A young entrepreneur in the Korogocho slum in Nairobi, Kenya has a vision of his friends and neighbors living drug-free. Drug use is rampant in all Kenyan slums and Korogocho is no exception. Services are available to only a small fraction of those who want to find treatment.
Servant Forge supported Blue Cross and Brian Odour, a young entrepreneur, for the Medical Camp and Home Detoxification program. This was a two day workshop with a 30 day follow-up period. The audience was those living on Korogocho interested in stopping their dependency on drugs. The two days provided information on health and other key issues. The 30-day follow-up period was supported by community health workers, counseling, and other key detoxification components.
The two-day event had a remarkable outcome. Only 40 patients were initially targeted, but the team recorded a high of 59 patients. Out of the 59, 20 of them met for three weeks and almost ten had remained dry through counseling for the three weeks. The remaining 39 appeared in the two days of the camp.
Some key outcomes of this effort are not only the ten people who remained drug free, but also the relationships being built with Ministry of Health officials and the positive reception of radio publicity. Many challenges lay ahead for Blue Cross and the Korogocho slum, but systematic, locally-driven approaches are being explored with success.
With funding from the Substance Abuse Mental Health Services Administration (SAMHSA) at the U.S. Department of Health and Human Services as well as the Office of Community Oriented Policing (COPs) at the U.S. Department of Justice, Servant Forge Fellows facilitated Methamphetamine: The National Summit to Promote Public Health, Partnerships, and Safety for Critically Affected Populations.
This initiative focused on providing services to incarcerated populations, those involved in the Lesbian, Gay, Bi-sexual and Transgender (LGBT) community, and women by removing barriers to service and treatment and creating prevention opportunities.

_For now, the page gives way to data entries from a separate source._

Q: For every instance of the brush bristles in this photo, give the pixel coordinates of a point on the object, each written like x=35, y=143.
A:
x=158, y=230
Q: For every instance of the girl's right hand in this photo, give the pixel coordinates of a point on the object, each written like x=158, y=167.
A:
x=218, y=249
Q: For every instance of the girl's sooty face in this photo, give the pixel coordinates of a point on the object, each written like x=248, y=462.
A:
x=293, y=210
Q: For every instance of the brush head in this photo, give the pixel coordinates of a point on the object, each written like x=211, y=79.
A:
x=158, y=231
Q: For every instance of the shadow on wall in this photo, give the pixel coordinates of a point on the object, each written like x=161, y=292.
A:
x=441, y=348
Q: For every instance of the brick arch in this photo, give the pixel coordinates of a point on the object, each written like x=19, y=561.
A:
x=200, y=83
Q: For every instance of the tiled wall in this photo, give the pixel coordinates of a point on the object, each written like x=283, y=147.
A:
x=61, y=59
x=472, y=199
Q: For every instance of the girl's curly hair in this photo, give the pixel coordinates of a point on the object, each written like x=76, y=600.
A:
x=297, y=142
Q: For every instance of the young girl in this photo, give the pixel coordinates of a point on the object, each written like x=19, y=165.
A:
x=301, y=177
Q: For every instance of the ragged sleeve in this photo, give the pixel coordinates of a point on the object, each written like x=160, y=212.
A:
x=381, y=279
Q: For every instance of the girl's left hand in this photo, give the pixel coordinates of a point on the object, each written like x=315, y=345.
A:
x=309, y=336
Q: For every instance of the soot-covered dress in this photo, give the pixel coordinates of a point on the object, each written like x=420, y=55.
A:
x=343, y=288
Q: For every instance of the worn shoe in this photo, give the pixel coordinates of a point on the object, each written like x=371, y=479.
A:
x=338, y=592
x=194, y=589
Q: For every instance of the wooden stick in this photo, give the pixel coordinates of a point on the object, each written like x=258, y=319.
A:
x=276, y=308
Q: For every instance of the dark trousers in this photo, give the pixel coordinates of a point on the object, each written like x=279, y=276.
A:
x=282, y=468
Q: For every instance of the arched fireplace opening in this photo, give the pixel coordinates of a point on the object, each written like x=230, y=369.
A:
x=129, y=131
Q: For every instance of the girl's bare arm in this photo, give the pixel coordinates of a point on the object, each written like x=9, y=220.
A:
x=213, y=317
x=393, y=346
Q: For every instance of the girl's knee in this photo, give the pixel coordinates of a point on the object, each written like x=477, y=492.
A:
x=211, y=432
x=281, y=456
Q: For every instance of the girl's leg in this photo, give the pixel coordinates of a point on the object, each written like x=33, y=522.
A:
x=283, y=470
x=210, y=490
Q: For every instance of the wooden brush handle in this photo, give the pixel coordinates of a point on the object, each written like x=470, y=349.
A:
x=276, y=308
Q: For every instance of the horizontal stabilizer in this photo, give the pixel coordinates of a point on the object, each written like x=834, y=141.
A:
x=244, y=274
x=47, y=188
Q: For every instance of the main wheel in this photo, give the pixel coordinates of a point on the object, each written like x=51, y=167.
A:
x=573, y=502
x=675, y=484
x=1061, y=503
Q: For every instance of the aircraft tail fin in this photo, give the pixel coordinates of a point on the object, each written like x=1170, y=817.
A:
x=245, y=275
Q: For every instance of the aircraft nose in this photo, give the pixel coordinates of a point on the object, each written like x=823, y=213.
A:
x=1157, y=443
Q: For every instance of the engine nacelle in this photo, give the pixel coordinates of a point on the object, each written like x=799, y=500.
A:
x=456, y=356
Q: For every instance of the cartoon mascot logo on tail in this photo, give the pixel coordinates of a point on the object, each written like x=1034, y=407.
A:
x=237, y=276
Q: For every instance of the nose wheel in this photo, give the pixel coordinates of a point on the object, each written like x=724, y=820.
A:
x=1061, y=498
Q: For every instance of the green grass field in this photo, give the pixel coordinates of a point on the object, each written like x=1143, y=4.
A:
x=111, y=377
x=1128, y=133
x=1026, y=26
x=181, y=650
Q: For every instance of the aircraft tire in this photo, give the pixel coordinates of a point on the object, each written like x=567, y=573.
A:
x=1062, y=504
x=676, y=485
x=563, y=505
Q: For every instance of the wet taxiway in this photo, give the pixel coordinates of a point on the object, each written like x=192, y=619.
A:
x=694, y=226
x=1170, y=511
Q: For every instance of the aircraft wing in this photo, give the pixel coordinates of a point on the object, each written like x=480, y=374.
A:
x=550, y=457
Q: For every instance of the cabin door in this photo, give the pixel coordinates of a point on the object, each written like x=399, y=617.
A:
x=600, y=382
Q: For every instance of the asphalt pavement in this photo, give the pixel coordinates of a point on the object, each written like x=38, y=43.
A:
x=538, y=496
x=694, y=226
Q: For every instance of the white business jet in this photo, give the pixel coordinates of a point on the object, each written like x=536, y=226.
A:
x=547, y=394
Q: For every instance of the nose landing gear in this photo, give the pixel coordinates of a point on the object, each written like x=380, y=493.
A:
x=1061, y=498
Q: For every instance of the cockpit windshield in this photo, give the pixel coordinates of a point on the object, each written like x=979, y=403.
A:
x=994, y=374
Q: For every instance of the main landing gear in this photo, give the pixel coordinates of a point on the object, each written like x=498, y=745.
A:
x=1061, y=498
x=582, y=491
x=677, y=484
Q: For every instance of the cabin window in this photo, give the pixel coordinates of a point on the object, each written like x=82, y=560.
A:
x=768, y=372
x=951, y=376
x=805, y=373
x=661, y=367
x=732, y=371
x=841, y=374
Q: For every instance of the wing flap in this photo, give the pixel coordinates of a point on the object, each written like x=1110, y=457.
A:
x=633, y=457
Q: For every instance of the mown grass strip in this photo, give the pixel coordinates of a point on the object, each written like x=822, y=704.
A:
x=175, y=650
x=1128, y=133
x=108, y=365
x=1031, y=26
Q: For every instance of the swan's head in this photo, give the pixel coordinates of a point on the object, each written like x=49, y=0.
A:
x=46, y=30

Servant Forge Fellows James Copple, Colleen Copple, and Beth Mattfeld are working on projects to train state and community leaders on prevention, enforcement, and treatment strategies that respond to binge drinking and risky behavior. They are currently involved in projects at the University of Louisville and Bloomsburg State University and are also working with state leaders in Arizona, Indiana, and Alaska.
Servant Forge Fellow and Strategic Applications International principal James E. Copple has been appointed by the Mayor to the City of Alexandria Gang Task Force and chairs the sub-committee on drop out prevention. This sub-committee is developing recommendations on transforming the way schools respond to potential drop outs and engaging innovative and creative solutions that will keep young people in school and away from gangs and gang violence.